Carl Hancock Rux

Poet, playwright, novelist, essayist, recording artist, actor, theater director, radio journalist, United States

Carl Hancock Rux is an American poet, playwright, novelist, essayist, recording artist, actor, theater director, radio journalist, as well as a frequent collaborator in the fields of film, modern dance, and contemporary art. He is also a frequent collaborating artist, appearing on the title track of Gerald Clayton’s album «Life Forum»[1] (Grammy nomination for Best Jazz Instrumental Album[2]) as well as many other jazz and experimental music music projects.
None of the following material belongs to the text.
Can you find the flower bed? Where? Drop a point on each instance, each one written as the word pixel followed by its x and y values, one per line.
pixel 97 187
His own music has been released internationally on several labels including Sony/550, Thirsty Ear, and Giant Step. 2021 NY Times article identified Rux as «a breathlessly inventive multimedia artist» focused on «art, race, memory and power.»[3] Rux is the author of several books including the Village Voice Literary Prize-winning collection of poetry, Pagan Operetta, the novel, Asphalt, and the Obie Award-winning play, Talk. Mr. Rux is also co-Artistic Director of Mabou Mines, a New York City- based experimental mixed media art and social service company founded in 1970 by David Warrilow, Lee Breuer, Ruth Maleczech, JoAnne Akalaitis, and Philip Glass; Associate Artistic Director/Curator in Residence of Harlem Stage, The Gate House; and a Theater/Performance Editor at The Massachusetts Review, a literary quarterly founded in 1959[4] by a group of professors from Amherst College, Mount Holyoke College, Smith College, and the University of Massachusetts Amherst.[5][6] Mr. Rux is the recipient of numerous awards including the Doris Duke Award for New Works, the Doris Duke Charitable Fund, the New York Foundation for the Arts (NYFA) Prize, the Bessie Award, the Alpert Award in the Arts, and a 2019 Global Change Maker award by WeMakeChange.Org.[7] Mr. Rux’s archives are housed at the Billy Rose Theater Division of the New York Public Library, the Archives of American Art, Smithsonian Institution as well as the Film and Video/Theater and Dance Library of the California Institute of the Arts.

I DREAM A DREAM THAT DREAMS BACK AT ME _ Lincoln Center/Juneteenth 2022.

A multi-disiplicinary installation exploring historical African American slavery and Defining and Studying the Modern African Diaspora; creating an artistic framework for Revolution and Repression as it relates to an African American gaze, past, present, and future.